BANGUI, Central African Republic, March 7 (UPI) -- Even though the capital is calm, people elsewhere in the Central African Republic are living in fear, the International Committee of the Red Cross said Friday.
"Despite relative calm in Bangui, the atrocities are continuing," Georgios Georgantas, head of the ICRC delegation in CAR, said in a statement Friday.
Seleka, a Sunni Muslim rebel coalition, overthrew the government in March 2013. Former President Michel Djotodia eventually lost control of the rebel force and the conflict took a turn for the worse when anti-balaka, a Christian militia, took up arms against its Muslim rivals.
Georgantas said he was calling on all parties to the conflict to respect international laws "so that civilians and people who have stopped fighting, for example because they have been injured or captured, will be spared."

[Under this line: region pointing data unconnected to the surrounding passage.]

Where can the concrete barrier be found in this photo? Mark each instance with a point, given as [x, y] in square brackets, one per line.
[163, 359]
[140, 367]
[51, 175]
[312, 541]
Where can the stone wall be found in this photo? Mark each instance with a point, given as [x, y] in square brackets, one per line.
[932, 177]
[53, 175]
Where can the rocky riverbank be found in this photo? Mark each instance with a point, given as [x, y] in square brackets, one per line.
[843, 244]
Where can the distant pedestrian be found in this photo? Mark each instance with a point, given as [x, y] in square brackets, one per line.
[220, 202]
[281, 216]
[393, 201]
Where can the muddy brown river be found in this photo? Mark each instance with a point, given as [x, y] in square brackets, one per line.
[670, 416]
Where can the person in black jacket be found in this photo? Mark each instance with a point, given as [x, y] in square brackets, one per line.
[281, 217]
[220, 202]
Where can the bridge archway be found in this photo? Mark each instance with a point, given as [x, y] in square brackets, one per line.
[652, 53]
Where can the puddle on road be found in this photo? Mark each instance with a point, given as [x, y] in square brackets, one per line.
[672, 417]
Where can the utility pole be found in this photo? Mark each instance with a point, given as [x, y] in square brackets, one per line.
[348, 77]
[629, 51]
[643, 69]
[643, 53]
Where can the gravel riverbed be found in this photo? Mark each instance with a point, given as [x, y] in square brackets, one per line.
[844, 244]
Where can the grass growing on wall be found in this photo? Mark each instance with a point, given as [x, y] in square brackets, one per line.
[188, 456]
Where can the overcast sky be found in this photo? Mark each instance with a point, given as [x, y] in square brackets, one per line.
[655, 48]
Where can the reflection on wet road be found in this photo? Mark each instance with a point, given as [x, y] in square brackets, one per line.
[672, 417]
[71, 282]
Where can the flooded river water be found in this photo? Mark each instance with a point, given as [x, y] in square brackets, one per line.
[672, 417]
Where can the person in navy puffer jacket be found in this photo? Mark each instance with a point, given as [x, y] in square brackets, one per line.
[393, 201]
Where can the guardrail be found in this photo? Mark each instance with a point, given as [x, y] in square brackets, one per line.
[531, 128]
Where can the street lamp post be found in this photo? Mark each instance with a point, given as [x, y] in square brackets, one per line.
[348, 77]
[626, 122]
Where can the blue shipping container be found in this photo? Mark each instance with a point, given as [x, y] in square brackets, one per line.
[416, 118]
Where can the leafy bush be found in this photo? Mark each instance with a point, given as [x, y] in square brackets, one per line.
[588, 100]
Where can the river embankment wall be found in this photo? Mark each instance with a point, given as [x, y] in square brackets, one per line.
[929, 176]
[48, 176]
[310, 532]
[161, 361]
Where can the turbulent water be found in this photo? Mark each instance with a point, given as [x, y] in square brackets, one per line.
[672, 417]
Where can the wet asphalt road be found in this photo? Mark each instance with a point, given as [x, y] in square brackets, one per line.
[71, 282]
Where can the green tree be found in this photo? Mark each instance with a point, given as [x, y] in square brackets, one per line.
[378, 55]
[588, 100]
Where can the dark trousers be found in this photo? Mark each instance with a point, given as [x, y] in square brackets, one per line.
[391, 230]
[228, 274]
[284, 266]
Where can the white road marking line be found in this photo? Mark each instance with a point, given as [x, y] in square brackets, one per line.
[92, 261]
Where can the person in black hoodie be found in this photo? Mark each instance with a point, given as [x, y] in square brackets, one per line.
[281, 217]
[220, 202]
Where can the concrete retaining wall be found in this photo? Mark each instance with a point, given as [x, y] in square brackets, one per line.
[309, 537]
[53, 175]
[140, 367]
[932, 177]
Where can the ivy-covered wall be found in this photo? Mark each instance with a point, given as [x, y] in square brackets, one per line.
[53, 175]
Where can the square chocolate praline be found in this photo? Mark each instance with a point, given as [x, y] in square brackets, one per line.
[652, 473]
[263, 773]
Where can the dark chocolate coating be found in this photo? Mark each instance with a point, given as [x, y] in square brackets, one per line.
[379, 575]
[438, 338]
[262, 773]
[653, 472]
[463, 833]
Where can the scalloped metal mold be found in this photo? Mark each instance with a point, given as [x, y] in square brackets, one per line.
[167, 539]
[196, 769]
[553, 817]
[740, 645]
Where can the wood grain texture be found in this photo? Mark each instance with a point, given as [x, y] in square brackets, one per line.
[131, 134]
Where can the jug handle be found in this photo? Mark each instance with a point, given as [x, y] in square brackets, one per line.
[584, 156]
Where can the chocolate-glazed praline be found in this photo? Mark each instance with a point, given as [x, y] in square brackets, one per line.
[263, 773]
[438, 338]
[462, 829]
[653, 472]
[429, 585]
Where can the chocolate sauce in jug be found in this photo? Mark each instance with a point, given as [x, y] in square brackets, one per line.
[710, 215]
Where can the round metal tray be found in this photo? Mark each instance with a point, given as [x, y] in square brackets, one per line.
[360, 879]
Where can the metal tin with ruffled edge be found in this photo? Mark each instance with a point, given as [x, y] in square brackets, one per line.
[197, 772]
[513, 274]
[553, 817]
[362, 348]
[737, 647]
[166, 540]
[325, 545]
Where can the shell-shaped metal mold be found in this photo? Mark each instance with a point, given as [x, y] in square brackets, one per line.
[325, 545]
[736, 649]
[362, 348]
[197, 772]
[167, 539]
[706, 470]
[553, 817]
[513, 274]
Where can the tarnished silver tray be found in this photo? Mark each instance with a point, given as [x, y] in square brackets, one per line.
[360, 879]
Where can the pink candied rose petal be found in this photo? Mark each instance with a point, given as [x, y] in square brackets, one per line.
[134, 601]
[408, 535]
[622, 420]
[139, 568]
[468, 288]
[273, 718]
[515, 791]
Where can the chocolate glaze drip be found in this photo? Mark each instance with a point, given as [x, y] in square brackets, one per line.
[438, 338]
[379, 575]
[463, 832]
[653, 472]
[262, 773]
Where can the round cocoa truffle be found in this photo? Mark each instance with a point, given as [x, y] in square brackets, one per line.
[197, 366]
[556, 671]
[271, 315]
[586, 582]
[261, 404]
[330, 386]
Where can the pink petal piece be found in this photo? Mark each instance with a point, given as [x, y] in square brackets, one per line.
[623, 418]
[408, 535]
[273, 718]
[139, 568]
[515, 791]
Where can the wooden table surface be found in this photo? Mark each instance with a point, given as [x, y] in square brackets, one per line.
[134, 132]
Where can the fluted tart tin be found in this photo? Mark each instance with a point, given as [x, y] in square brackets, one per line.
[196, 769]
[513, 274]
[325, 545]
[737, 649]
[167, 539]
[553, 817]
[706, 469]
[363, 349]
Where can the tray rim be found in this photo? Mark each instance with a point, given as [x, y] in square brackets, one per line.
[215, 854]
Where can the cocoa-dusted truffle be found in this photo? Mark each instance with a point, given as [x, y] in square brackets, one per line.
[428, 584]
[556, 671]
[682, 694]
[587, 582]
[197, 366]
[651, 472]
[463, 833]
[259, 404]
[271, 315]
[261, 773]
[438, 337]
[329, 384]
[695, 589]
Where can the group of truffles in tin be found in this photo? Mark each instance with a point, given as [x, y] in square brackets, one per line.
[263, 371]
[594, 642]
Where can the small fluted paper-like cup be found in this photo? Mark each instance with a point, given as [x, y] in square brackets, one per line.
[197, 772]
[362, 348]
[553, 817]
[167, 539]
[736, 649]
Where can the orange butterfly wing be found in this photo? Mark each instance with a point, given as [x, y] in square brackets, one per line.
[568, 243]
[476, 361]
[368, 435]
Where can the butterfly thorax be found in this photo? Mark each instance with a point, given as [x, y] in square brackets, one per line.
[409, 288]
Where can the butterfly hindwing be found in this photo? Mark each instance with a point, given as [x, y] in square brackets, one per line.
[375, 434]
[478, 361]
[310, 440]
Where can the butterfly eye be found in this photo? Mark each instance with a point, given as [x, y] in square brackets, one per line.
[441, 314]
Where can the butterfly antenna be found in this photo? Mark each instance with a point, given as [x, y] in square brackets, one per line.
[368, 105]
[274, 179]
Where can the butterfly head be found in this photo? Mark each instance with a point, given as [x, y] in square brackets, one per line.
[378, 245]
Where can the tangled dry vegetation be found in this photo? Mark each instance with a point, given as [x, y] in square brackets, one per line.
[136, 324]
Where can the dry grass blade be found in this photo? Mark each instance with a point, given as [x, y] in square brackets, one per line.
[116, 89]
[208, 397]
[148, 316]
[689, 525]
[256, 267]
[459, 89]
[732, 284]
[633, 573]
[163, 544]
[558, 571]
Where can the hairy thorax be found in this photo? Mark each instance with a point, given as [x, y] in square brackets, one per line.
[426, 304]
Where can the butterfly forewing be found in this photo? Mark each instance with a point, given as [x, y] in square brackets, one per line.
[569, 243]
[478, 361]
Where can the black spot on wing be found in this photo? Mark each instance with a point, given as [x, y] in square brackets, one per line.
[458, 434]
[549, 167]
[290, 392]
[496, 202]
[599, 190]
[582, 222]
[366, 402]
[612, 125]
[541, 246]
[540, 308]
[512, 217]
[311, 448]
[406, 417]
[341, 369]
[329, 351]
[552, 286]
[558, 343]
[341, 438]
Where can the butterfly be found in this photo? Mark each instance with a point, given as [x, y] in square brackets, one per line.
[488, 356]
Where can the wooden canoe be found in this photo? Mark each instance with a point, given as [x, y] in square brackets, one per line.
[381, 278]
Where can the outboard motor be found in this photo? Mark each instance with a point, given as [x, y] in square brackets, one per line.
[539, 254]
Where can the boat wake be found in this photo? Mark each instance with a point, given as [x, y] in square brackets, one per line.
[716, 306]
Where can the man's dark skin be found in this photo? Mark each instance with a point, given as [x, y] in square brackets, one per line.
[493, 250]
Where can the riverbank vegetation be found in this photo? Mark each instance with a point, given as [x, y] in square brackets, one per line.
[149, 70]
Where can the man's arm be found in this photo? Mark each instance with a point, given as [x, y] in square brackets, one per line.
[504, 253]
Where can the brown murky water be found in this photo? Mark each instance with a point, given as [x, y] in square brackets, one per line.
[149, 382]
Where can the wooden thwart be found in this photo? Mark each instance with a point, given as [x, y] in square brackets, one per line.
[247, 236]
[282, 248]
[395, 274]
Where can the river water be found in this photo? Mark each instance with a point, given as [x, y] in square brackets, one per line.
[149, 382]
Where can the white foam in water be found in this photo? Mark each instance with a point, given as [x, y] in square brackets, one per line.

The United Nations and international aid groups said the conflict is straining the region's ability to cope with the refugee crisis. The U.N. High Commissioner for Refugees said nearly 300,000 people have fled violence in the Central African Republic to Chad, Cameroon and Ethiopia.
Rupert Colville, a spokesman for U.N. High Commissioner for Human Rights Navi Pillay, said Friday security was improving in parts of the country, though members of the Muslim community have said they still fear for their lives.